DARZALEX FASPRO (daratumumab and hyaluronidase-fihj), a subcutaneous formulation of daratumumab, is approved in the United States for the treatment of adult patients with multiple myeloma: in combination with bortezomib, melphalan and prednisone in newly diagnosed patients who are ineligible for ASCT; in combination with lenalidomide and dexamethasone in newly diagnosed patients who are ineligible for ASCT and in patients with relapsed or refractory multiple myeloma who have received at least one prior therapy; in combination with bortezomib and dexamethasone in patients who have received at least one prior therapy; and as monotherapy, in patients who have received at least three prior lines of therapy including a PI and an immunomodulatory agent or who are double-refractory to a PI and an immunomodulatory agent.8 DARZALEX FASPRO is the first subcutaneous CD38-directed antibody approved in the U.S. for the treatment of multiple myeloma.
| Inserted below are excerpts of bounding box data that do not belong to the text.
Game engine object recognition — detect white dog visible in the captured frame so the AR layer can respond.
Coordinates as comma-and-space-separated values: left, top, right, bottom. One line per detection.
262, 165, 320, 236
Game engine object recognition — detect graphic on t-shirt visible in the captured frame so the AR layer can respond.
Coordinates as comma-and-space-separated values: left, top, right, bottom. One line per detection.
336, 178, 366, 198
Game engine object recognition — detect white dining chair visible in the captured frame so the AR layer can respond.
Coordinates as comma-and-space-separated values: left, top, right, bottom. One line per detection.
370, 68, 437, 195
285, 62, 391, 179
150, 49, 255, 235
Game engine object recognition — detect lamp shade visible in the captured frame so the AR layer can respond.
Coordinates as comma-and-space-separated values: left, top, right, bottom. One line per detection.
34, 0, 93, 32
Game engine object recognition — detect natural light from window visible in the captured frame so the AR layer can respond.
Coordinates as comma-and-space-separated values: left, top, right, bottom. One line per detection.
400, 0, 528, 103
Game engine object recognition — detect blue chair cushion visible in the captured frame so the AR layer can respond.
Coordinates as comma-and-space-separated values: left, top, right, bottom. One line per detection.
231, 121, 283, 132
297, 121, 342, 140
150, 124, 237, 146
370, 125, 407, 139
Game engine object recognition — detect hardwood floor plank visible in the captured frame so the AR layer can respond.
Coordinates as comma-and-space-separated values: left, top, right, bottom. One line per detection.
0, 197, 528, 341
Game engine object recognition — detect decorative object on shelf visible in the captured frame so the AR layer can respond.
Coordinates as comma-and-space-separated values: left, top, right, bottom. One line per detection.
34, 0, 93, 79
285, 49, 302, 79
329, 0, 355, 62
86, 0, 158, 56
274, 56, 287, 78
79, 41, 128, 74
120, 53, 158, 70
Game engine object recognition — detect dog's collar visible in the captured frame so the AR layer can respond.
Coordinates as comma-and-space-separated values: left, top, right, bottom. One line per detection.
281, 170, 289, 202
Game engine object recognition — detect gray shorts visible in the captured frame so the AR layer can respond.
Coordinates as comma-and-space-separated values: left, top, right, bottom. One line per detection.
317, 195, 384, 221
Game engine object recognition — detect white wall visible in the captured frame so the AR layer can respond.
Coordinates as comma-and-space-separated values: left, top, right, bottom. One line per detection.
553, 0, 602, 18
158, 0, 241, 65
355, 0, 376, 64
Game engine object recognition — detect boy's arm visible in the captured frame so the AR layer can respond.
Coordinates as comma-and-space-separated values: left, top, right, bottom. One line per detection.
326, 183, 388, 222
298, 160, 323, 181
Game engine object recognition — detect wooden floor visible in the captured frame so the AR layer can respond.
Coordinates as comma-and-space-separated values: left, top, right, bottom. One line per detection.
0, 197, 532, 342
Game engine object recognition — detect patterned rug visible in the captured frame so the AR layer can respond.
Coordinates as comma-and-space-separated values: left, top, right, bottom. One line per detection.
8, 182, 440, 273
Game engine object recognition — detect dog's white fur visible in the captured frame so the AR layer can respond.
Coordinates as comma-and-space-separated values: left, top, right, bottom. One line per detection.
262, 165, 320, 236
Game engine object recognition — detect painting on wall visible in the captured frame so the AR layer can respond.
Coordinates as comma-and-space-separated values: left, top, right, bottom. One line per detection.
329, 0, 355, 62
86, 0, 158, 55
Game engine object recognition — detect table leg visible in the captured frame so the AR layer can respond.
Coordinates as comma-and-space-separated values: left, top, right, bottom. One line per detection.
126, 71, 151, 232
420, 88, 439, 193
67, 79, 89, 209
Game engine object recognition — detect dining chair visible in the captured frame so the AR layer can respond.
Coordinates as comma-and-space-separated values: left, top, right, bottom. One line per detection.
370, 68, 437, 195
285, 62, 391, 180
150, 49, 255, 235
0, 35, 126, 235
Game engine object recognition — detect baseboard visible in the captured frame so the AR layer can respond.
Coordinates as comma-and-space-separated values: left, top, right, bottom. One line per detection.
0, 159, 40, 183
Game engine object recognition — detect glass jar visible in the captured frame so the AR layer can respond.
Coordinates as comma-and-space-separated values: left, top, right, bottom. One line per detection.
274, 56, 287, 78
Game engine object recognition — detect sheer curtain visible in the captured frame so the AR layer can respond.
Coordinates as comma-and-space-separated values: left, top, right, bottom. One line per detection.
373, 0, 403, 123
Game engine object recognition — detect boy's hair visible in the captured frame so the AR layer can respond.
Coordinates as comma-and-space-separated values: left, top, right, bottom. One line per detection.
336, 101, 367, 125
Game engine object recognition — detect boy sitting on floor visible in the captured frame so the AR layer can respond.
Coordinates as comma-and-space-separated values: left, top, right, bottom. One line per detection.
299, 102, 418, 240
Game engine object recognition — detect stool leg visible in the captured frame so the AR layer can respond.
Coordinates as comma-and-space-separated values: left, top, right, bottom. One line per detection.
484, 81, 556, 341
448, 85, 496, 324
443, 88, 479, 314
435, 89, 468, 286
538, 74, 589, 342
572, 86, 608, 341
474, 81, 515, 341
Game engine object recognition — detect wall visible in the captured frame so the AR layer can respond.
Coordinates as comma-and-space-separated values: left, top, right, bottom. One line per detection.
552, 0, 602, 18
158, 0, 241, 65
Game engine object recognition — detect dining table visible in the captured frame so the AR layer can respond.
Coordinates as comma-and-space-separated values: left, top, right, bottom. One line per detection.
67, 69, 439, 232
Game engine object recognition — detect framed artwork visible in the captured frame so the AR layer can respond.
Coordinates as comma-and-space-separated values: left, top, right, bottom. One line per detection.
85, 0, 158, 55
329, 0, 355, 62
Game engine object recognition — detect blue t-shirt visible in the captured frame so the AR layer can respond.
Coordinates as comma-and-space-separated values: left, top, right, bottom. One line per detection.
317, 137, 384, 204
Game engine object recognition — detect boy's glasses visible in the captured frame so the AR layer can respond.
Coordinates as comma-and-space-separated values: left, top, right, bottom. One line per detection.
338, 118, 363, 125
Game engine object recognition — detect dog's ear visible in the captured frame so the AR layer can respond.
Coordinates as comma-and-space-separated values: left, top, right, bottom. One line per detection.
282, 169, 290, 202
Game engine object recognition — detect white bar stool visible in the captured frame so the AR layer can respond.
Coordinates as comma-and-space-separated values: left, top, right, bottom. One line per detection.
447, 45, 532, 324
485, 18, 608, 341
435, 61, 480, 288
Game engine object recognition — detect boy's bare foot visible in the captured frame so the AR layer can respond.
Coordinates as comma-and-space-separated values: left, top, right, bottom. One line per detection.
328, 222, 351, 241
Daratumumab is a human IgG1k monoclonal antibody (mAb) that binds with high affinity to the CD38 molecule, which is highly expressed on the surface of multiple myeloma cells. Daratumumab triggers a person’s own immune system to attack the cancer cells, resulting in rapid tumor cell death through multiple immune-mediated mechanisms of action and through immunomodulatory effects, in addition to direct tumor cell death, via apoptosis (programmed cell death).6,9,10,11,12

Daratumumab is being developed by Janssen Biotech, Inc. under an exclusive worldwide license to develop, manufacture and commercialize daratumumab from Genmab. A comprehensive clinical development program for daratumumab is ongoing, including multiple Phase III studies in smoldering, relapsed and refractory and frontline multiple myeloma settings. Additional studies are ongoing or planned to assess the potential of daratumumab in other malignant and pre-malignant diseases in which CD38 is expressed, such as amyloidosis and T-cell acute lymphocytic leukemia (ALL). Daratumumab has received two Breakthrough Therapy Designations from the U.S. FDA for certain indications of multiple myeloma, including as a monotherapy for heavily pretreated multiple myeloma and in combination with certain other therapies for second-line treatment of multiple myeloma.